Another limitation is that qualitative studies were excluded, limiting our understanding of the overall effectiveness of nurse-led interventions from the patient perspective or other lenses. In addition, the inclusion of studies in this systematic review may have been limited by publication bias. Given the heterogeneity among the five studies, we were unable to perform a meta-analysis and quantitatively evaluate for possible publication bias among the included studies. Moreover, there was a paucity of RCTs (i.e., only five studies), highlighting the need for more high quality, rigorous study designs to evaluate the effectiveness of nurse-led interventions in systemic autoimmune rheumatic diseases. Only studies that were published in English were included, limiting the generalizability of our findings. Lastly, studies might not have been captured due to inconsistent database indexing and variability in keywords and search terms, potentially leading to missed studies.

Conclusion

This systematic review evaluated the effectiveness of nurse-led interventions in systemic autoimmune rheumatic diseases and the attributes of the nurses delivering these interventions.
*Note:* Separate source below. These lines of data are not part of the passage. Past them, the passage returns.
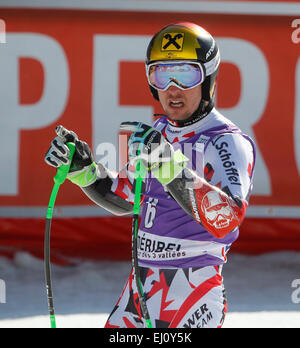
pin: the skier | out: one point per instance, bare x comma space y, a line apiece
199, 178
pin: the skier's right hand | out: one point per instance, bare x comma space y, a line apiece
83, 170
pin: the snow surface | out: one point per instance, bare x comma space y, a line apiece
259, 291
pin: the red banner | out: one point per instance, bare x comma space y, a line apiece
85, 70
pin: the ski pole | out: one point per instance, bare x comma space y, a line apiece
139, 175
59, 179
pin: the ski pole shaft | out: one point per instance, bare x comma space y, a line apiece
139, 175
59, 179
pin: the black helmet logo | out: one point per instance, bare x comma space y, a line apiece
172, 42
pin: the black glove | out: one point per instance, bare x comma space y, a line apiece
83, 169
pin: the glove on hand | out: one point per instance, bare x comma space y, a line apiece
83, 170
158, 156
This review provides emerging evidence for the use of nurse-led interventions in this population and underscores the important role nurses have in the management of patients with systemic autoimmune rheumatic diseases. Our findings provide a foundation for the development of recommendations on the role of the nurse in systemic autoimmune rheumatic diseases. Future research is needed to comprehensively and rigorously examine the impact of nurse-led interventions through conduct of RCTs, the inclusion of qualitative studies, and assessment of other health outcomes in this population.